Caesar enters to speak with Cleopatra. He assures her that he will care for her in the manner she would want. However, if she kills herself, he will make sure that none of her children rule Egypt. Cleopatra bows to Caesar and promises him all her treasures, promising that she has held nothing back. Her treasurer, however, indicates that she has reserved some of her treasure for herself. She rages at the treasurer and assures Caesar that she has only kept a few small treasures to give to honored guests. Caesar doesn’t care that she kept any treasure. He finds it wise and promises that none of her treasure will be included in the inventory. He, again, promises her mercy and kindness.

Cleopatra sees right through that nonsense and whispers something to Charmian, who leaves. Dolabella tells Cleopatra about Caesar’s plan to march her and her children through Syria and back to Rome.
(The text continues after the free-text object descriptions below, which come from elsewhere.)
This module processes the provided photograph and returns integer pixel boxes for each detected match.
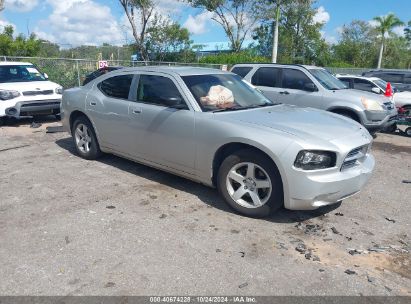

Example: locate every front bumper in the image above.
[362,108,398,132]
[5,99,61,118]
[286,154,375,210]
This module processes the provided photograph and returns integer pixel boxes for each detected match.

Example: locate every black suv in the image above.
[362,69,411,92]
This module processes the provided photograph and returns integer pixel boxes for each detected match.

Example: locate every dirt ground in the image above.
[0,117,410,296]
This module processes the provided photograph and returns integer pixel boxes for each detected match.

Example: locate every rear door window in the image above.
[282,69,314,90]
[251,67,280,87]
[353,78,375,92]
[98,74,133,100]
[377,73,404,83]
[231,66,253,78]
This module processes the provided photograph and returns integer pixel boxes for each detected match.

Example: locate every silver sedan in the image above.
[61,67,375,217]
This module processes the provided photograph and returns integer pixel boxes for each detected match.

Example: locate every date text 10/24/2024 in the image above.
[150,297,257,303]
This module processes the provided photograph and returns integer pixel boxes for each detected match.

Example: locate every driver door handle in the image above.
[280,91,290,95]
[90,101,97,106]
[132,109,142,114]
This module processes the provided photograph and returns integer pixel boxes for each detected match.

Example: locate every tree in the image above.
[373,13,404,68]
[119,0,155,61]
[186,0,260,52]
[253,0,328,65]
[0,26,41,56]
[332,20,377,67]
[145,16,191,61]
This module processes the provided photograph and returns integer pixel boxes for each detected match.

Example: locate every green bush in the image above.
[199,51,270,65]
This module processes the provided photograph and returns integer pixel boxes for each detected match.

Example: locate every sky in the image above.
[0,0,410,48]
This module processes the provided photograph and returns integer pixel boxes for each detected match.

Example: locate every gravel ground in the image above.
[0,118,410,296]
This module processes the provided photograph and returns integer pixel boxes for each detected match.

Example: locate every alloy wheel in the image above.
[226,162,272,208]
[74,123,92,153]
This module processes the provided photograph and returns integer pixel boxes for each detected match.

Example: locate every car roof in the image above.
[119,66,228,76]
[231,63,326,71]
[336,74,382,81]
[0,61,33,66]
[364,69,411,74]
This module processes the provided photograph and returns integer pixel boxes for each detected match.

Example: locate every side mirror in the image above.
[371,87,382,94]
[164,96,188,110]
[43,73,49,79]
[304,83,317,92]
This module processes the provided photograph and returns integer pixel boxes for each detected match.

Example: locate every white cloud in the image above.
[320,30,337,45]
[35,0,124,46]
[313,6,330,24]
[0,18,16,31]
[368,19,379,28]
[183,10,214,35]
[393,26,405,36]
[4,0,38,12]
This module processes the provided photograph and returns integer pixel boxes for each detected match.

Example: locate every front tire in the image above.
[217,149,283,218]
[72,116,102,160]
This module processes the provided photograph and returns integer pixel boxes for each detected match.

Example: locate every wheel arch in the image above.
[69,110,102,146]
[328,107,362,123]
[211,142,285,195]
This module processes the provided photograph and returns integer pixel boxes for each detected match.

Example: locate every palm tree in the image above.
[271,0,281,63]
[373,13,404,68]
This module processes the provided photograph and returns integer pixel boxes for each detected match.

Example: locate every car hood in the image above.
[0,81,61,92]
[394,91,411,100]
[332,89,389,104]
[215,104,363,141]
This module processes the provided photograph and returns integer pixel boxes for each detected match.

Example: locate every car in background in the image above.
[362,69,411,92]
[83,66,123,86]
[62,66,375,218]
[0,61,63,125]
[336,74,411,111]
[231,63,397,133]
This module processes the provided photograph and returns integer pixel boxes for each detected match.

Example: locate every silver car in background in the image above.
[231,64,397,133]
[61,67,375,218]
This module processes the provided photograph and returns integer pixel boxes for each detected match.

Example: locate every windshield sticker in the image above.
[26,67,40,74]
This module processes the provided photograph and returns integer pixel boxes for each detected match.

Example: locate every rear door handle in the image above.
[280,91,290,95]
[90,102,97,106]
[132,109,142,114]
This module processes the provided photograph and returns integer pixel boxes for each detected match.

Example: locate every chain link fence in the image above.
[0,56,223,88]
[2,56,409,89]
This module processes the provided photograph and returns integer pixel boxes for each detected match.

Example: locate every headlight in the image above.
[55,87,63,94]
[361,97,383,111]
[294,150,336,170]
[0,89,20,100]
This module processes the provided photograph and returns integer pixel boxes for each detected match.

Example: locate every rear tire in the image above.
[405,127,411,137]
[72,116,102,160]
[217,149,283,218]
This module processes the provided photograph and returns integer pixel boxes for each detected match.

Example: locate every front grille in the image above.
[23,90,53,96]
[341,145,368,171]
[21,101,60,108]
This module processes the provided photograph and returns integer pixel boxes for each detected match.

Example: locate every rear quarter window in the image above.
[98,74,133,100]
[231,66,253,78]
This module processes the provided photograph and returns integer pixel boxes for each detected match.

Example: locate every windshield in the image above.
[0,65,46,83]
[309,69,347,90]
[182,74,275,112]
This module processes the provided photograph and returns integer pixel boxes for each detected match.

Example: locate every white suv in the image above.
[0,62,63,125]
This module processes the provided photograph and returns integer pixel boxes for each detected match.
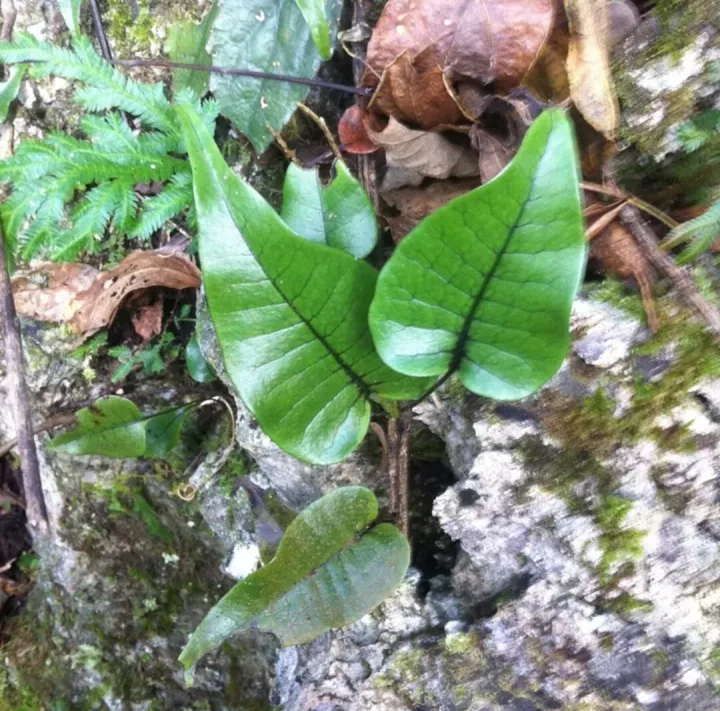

He leaves, having done his duty for the queen. Cleopatra explains to Iras that they will be paraded before the lowest members of Roman society. They will be mocked and have things thrown at them. Then, they will be subject to a horrible play that will make fun of Antony and Cleopatra, who will be played by a boy. Cleopatra refuses to be a part of it.

Charmian returns and Cleopatra tells her ladies to put her best garments on her. She will meet Mark Antony in the same attire she had on when they first met.

It wouldn’t be a Shakespeare play without a Clown, so enter a rural citizen with a basket of “figs.” He is actually carrying a poisonous snake, known as an asp. Cleopatra asks if it’s lethal bite is painless and effective. He assures her that very few people survive the bite and he has known of many people who have been bitten. Including one woman last week. She was a good woman, except for the occasional lie, which she shouldn’t do, but still. He warns Cleopatra that the snake is not to be trusted because it will bite. She promises to heed his word and sends him off.

Cleopatra gives her final speech as she prepares for death. She kisses Iras, who promptly dies. She refuses to have Antony meet Iras first, so she applies an asp to her breast and then her arm before finally dying. Caesar’s people come in just in time to see Charmian die. They raise the alarm. Caesar comes in to see the aftermath. After some investigating, they figure out that Cleopatra and Charmian died of an asp bite. Caesar calls her brave and orders that she be buried with Antony. Caesar’s army will attend the funeral.